The four did not realize they were shooting in the direction of homes, with woods blocking the shooting area from the highway and mobile-home park.
"As bad as it turned out, it could've been even worse," Bennett said.
(Excerpt) Read more at blog.mlive.com ...
As Col. Cooper says:
1. All guns are always loaded.
2. Never let the muzzle cover anything you are not willing to destroy.
3. Keep your finger off the trigger till your sights are on the target.
4. Identify your target, and what is behind it.
That sentence just doesn't sit right for some reason...
.45 cal.
Sheesh!
Guy’s lucky he still has a leg.
And, that he didn’t bleed to death.
They are lucky that guy wasn't shooting .45 with cluster bomb rounds. Otherwise that bullet could have dodged all those trees like it did, and just as it crossed hwy 96, explode and release it's bomblets. A tragedy, as surely as I sit here, was averted.
A semi-related nonhighjack attempt to add to your list...
ALL railroad crossings are like looking down the barrel of a loaded gun.
***but pending a prosecutor’s review would not disclose the backstop used to protect others from errant shots.***
Which means there wasn’t a backstop.
I do truly have to say this is THE best article I’ve ever seen written on here about firearms, by any local journalist. I’m not including John Lott or other writers like him, just the local ones.
The guy that was shot told his wife to get down, call 911, and she even put pressure on the wound, rather than freezing due to fright.
This is a very good author. I’d recommend e-mails commending him on his writing.
Hahaha
Why?
My outdoor range has high berms with length of 25 ft, 50 yards and two 100 yard areas. A large, uninhabited mountain lies beyond the berms. We do have to watch for livestock up the hill before shooting.
I wonder if the "non-handgun" was in fact a .45 cal rifle?
Someone is going to be charged with a crime.
Preferably the doofus who fired the shot that hit the guy.
And, I am 100% behind that. These guys weren't "target shooting". They were goofing around, shooting their guns up in the air with no idea where the bullets would come down. This is just plain reckless and irresponsible behavior, and an innocent man got shot.

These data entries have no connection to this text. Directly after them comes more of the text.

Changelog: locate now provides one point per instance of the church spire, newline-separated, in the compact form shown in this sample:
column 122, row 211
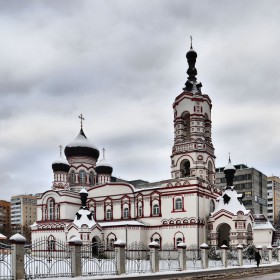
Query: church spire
column 229, row 172
column 191, row 84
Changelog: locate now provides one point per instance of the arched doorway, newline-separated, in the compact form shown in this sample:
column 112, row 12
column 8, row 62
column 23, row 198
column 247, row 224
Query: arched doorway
column 224, row 235
column 95, row 246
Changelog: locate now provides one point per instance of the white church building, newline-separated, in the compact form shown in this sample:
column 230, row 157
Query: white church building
column 84, row 202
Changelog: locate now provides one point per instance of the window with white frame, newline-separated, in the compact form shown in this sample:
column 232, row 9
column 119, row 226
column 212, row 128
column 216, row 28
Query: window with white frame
column 82, row 177
column 179, row 240
column 126, row 212
column 155, row 210
column 108, row 214
column 91, row 182
column 140, row 210
column 51, row 209
column 178, row 203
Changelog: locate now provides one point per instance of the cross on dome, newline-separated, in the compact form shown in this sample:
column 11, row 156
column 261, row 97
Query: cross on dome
column 60, row 149
column 82, row 119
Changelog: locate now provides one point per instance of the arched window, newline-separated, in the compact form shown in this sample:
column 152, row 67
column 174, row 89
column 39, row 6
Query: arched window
column 108, row 214
column 51, row 243
column 178, row 203
column 111, row 243
column 187, row 125
column 82, row 177
column 73, row 177
column 125, row 212
column 212, row 205
column 185, row 168
column 178, row 240
column 155, row 210
column 140, row 210
column 51, row 209
column 210, row 172
column 91, row 181
column 57, row 212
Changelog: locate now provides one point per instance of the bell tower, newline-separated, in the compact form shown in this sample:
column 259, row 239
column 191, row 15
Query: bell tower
column 193, row 151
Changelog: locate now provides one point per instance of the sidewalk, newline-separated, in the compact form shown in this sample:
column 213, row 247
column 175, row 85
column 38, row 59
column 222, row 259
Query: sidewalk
column 224, row 273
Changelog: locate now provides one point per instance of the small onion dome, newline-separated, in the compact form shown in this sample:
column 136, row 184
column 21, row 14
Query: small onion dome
column 229, row 172
column 81, row 147
column 102, row 167
column 191, row 54
column 60, row 164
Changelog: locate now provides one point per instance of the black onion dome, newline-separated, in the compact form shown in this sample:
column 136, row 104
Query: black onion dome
column 60, row 164
column 229, row 172
column 103, row 167
column 191, row 54
column 81, row 147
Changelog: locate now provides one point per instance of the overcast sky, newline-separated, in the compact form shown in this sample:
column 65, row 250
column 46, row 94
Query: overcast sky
column 121, row 64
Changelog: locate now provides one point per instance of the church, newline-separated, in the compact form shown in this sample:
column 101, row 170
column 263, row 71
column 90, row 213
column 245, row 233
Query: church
column 85, row 202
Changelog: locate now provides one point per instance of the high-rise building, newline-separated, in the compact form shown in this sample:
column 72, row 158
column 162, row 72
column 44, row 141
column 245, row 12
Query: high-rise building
column 5, row 217
column 23, row 211
column 251, row 183
column 273, row 199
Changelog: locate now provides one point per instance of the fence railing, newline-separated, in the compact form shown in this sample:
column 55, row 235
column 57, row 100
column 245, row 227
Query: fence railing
column 52, row 258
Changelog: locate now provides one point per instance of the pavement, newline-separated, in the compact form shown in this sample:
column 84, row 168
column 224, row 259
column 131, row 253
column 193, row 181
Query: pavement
column 269, row 272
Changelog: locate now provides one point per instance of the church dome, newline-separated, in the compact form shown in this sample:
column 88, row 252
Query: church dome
column 60, row 164
column 103, row 167
column 81, row 146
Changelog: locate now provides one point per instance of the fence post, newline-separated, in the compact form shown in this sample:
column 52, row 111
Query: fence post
column 240, row 254
column 154, row 256
column 204, row 255
column 75, row 245
column 269, row 248
column 182, row 255
column 120, row 256
column 259, row 248
column 17, row 241
column 224, row 252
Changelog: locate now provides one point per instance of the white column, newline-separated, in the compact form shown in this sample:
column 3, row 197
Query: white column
column 224, row 253
column 204, row 255
column 239, row 254
column 120, row 256
column 17, row 241
column 154, row 256
column 182, row 255
column 75, row 245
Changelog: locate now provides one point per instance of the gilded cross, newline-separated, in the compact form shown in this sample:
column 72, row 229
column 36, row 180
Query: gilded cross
column 82, row 119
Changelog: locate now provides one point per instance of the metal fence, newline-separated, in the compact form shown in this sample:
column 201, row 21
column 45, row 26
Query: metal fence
column 5, row 261
column 193, row 258
column 137, row 258
column 46, row 258
column 215, row 257
column 169, row 258
column 249, row 254
column 97, row 259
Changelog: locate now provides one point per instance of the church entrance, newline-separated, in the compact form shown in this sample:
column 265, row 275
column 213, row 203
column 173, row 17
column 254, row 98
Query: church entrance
column 95, row 246
column 224, row 235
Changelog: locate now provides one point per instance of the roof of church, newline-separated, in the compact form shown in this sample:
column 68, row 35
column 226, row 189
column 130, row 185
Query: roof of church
column 83, row 218
column 81, row 146
column 61, row 164
column 230, row 201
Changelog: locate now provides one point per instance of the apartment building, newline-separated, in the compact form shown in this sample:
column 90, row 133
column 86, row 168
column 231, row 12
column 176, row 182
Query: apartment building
column 251, row 183
column 23, row 211
column 273, row 199
column 5, row 216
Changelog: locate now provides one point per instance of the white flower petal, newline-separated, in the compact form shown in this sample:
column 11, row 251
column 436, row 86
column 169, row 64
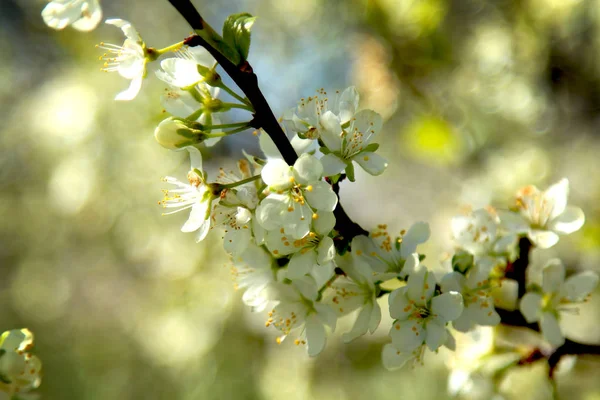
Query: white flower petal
column 407, row 335
column 307, row 169
column 436, row 335
column 420, row 286
column 131, row 91
column 553, row 276
column 330, row 129
column 202, row 231
column 579, row 286
column 322, row 197
column 325, row 250
column 361, row 325
column 197, row 217
column 530, row 306
column 372, row 163
column 400, row 307
column 447, row 306
column 301, row 264
column 236, row 241
column 551, row 329
column 417, row 234
column 277, row 174
column 569, row 221
column 268, row 146
column 543, row 239
column 91, row 18
column 453, row 281
column 556, row 195
column 375, row 317
column 393, row 358
column 315, row 336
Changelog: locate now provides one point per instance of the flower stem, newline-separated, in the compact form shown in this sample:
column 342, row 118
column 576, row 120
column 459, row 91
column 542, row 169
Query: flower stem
column 242, row 182
column 173, row 47
column 236, row 105
column 231, row 132
column 236, row 96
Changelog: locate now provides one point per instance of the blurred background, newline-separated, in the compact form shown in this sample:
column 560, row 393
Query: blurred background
column 479, row 98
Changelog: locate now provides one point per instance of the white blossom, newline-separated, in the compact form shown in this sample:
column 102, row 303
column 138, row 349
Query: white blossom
column 351, row 144
column 475, row 289
column 297, row 195
column 298, row 311
column 355, row 291
column 195, row 196
column 387, row 254
column 20, row 371
column 129, row 60
column 305, row 119
column 542, row 215
column 420, row 317
column 479, row 234
column 556, row 293
column 253, row 271
column 313, row 254
column 83, row 15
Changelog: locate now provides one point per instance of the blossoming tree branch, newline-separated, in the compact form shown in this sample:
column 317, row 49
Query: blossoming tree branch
column 294, row 250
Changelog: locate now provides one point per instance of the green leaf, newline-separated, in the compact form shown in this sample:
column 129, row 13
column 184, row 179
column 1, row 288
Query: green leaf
column 371, row 148
column 462, row 261
column 236, row 34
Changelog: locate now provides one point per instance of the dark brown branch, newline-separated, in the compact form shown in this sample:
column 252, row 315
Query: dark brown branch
column 517, row 271
column 264, row 118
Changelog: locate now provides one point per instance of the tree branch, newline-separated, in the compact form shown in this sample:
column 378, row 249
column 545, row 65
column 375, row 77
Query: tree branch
column 247, row 81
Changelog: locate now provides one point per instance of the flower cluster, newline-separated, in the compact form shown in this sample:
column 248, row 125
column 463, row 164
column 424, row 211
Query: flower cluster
column 277, row 215
column 19, row 369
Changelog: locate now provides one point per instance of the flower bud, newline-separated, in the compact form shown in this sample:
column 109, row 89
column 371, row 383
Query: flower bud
column 176, row 133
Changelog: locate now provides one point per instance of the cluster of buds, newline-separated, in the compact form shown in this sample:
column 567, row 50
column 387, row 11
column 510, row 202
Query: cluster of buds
column 278, row 222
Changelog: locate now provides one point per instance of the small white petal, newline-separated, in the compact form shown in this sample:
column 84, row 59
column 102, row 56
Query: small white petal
column 268, row 146
column 407, row 335
column 530, row 306
column 131, row 91
column 361, row 325
column 553, row 276
column 569, row 221
column 447, row 306
column 436, row 335
column 453, row 281
column 315, row 336
column 372, row 163
column 417, row 234
column 393, row 358
column 556, row 195
column 301, row 264
column 332, row 165
column 551, row 329
column 580, row 285
column 324, row 223
column 322, row 197
column 400, row 306
column 325, row 250
column 277, row 174
column 543, row 239
column 330, row 131
column 307, row 169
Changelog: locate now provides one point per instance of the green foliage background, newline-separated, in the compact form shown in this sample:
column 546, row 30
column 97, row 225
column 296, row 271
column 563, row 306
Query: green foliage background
column 479, row 98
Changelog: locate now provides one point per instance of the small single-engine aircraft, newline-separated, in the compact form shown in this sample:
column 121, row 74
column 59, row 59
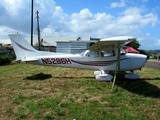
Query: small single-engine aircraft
column 103, row 56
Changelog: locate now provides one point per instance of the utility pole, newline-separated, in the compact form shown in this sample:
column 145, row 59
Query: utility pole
column 38, row 30
column 32, row 23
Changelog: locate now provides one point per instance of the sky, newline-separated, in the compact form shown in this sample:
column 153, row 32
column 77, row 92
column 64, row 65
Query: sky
column 95, row 18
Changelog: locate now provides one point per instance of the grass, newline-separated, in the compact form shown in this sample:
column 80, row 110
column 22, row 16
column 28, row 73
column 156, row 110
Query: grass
column 46, row 93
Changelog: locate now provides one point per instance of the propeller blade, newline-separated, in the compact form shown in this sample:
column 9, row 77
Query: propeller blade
column 117, row 65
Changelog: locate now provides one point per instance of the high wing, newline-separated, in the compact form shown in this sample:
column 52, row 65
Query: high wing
column 111, row 43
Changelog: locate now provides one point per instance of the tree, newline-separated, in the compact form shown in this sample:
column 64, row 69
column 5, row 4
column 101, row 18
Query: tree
column 135, row 44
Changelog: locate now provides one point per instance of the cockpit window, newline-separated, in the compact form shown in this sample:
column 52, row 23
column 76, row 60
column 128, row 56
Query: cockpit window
column 92, row 54
column 108, row 53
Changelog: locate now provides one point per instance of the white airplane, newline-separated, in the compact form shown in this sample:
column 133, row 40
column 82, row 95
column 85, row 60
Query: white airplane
column 103, row 56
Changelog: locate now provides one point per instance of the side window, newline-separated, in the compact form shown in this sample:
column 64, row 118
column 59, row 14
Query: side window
column 108, row 53
column 92, row 54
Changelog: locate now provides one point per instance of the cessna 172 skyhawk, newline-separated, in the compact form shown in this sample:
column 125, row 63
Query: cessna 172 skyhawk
column 103, row 56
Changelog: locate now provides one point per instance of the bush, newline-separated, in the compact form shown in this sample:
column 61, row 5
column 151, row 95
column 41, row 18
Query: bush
column 6, row 59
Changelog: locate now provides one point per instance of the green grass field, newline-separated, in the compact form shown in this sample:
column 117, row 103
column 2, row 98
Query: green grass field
column 46, row 93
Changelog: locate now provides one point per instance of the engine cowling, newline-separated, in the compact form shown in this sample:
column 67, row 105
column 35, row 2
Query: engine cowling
column 104, row 77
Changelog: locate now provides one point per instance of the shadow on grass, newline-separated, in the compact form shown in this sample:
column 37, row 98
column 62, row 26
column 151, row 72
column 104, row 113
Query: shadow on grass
column 140, row 86
column 40, row 76
column 68, row 77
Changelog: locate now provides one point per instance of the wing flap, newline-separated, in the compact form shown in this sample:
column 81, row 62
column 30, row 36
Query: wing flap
column 111, row 43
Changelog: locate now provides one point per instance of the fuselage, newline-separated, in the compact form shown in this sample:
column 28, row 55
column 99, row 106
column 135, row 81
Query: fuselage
column 128, row 61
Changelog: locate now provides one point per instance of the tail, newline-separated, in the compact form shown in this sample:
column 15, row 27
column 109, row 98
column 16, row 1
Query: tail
column 23, row 50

Charges. The guy who caused the injury has a more serious charge. Considering the cops won't say anything about the backdrop (which I suspect was supposed to be the woods aka nothing), some sort of criminal negligence with a firearm causing injury charge is probably likely (Several can apply). If the shooter knew a dwelling was there, that's a felony. I don't expect a felony, but I expect something to happen.
Only reason required is lawful purposes, and they don't ask that when you buy. I think that blurb was so the article paints a picture of target shooters instead of bad elements which do exist in some neighborhoods in Grand Rapids.
That's what I'm thinking. I can't see .45 ACP slugs going 1/2 mile unless someone shoots up in the air or is on a big hill. I've driven on that part of I-96 before. It's not that hilly there. I always thought the .45 is a relatively slow moving round as well.
Now this round went 1/2 mile, through the expressway, through a window, and down to a floor lodging in the man's leg. How does that happen? That doesn't sound like a flat trajectory to me.
If they were target shooting, there were probably other rounds nearby. I wonder if the cops found them as well.
They were shooting in the air.
A couple of rounds went through the back stop and ended up in the shed of a house.
The home owner was a little upset.
Which is why that old footage of Saddam Hussein shooting guns into the air always creeped me out!
Or someone else was shooting, too. Ballistics should tell the tale.